LINCOLN (SNR) - A group of 165 Catholic students, chaperones, and priests arrived in Lincoln Sunday, Jan. 24, after a bus trip during Winter Storm Jonas left them stranded on the Pennsylvania Turnpike for approximately 24 hours.
Upon arrival, the students had been traveling homeward by bus for up to 44 hours.
The buses were returning from Washington, D.C., where they participated in the annual “March for Life” at the National Mall, Friday, Jan. 22. While numbers for 2016 have not yet been reported, several hundred thousand Americans typically participate in the March each year. The Diocese of Lincoln took five buses to the March with 236 students, 12 priests, and 33 other adult chaperones.
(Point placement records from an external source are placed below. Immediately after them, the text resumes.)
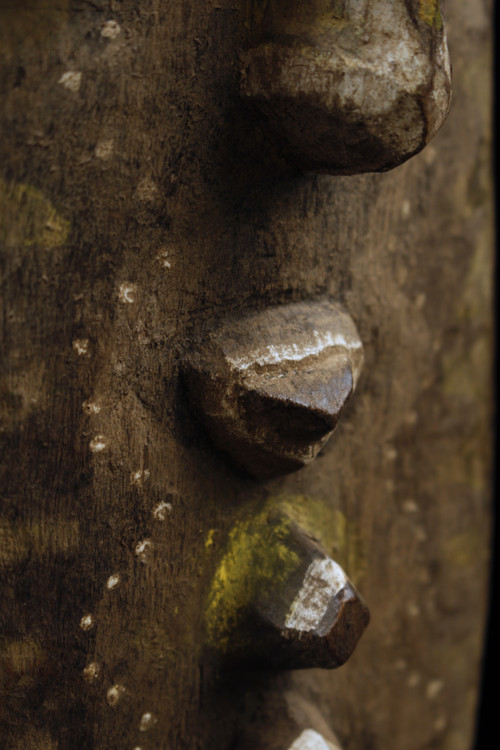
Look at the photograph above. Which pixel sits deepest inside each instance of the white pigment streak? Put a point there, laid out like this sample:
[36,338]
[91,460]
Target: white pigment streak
[161,510]
[322,581]
[271,355]
[87,622]
[147,722]
[310,740]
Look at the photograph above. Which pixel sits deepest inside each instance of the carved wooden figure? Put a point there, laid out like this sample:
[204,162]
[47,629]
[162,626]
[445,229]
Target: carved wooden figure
[200,283]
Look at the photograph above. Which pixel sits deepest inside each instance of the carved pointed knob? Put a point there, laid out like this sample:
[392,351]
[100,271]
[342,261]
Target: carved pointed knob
[270,386]
[279,601]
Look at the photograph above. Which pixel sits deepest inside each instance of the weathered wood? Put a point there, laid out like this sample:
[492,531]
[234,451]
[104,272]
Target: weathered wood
[270,386]
[141,200]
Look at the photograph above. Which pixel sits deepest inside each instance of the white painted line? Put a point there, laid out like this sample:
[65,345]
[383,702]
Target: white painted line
[323,580]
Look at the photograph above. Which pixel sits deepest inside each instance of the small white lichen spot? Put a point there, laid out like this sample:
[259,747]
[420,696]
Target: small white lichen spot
[323,580]
[97,444]
[161,511]
[311,740]
[91,671]
[110,30]
[90,407]
[126,293]
[113,581]
[163,260]
[114,694]
[87,622]
[104,149]
[139,476]
[81,346]
[143,550]
[147,722]
[71,80]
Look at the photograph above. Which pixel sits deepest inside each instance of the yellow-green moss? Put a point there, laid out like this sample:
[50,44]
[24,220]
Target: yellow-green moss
[259,555]
[430,13]
[27,217]
[336,533]
[256,558]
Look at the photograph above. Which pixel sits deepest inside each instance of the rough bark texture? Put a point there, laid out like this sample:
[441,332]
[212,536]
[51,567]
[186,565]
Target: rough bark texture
[139,200]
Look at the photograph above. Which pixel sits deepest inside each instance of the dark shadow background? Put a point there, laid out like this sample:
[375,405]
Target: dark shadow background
[489,705]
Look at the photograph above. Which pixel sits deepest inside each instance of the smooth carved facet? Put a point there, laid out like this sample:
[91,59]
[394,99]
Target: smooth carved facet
[286,604]
[270,386]
[288,721]
[350,87]
[317,617]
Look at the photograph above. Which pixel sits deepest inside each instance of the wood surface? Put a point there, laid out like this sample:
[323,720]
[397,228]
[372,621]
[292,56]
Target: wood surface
[141,199]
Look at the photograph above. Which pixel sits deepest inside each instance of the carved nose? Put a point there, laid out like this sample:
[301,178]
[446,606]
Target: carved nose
[270,386]
[353,91]
[282,602]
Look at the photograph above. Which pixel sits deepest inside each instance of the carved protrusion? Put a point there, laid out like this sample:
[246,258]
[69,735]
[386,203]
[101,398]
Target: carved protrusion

To avoid the impending storm, the five buses from the Diocese of Lincoln, and the group of students from the UNL Newman Center who traveled separately, departed Washington, D.C. Friday afternoon. As they travelled, stalled trucks and accidents on the Pennsylvania Turnpike caused a delay. Three of the buses, along with hundreds of others, were stranded in Pennsylvania as the snow fell.
The students and chaperones were delayed on the Turnpike for roughly 24 hours. Students kept their spirits high by playing in the snow, watching movies, and updating social media. Students shared photos of meals delivered by the National Guard and rescue crews, as well as pizza, water, and other supplies donated by local citizens. Lincoln students assisted in distributing food to other stranded motorists.
When an alternate route allowed passage, the buses continued the journey homeward, picking up reserve bus drivers to replace those who’d begun the trip.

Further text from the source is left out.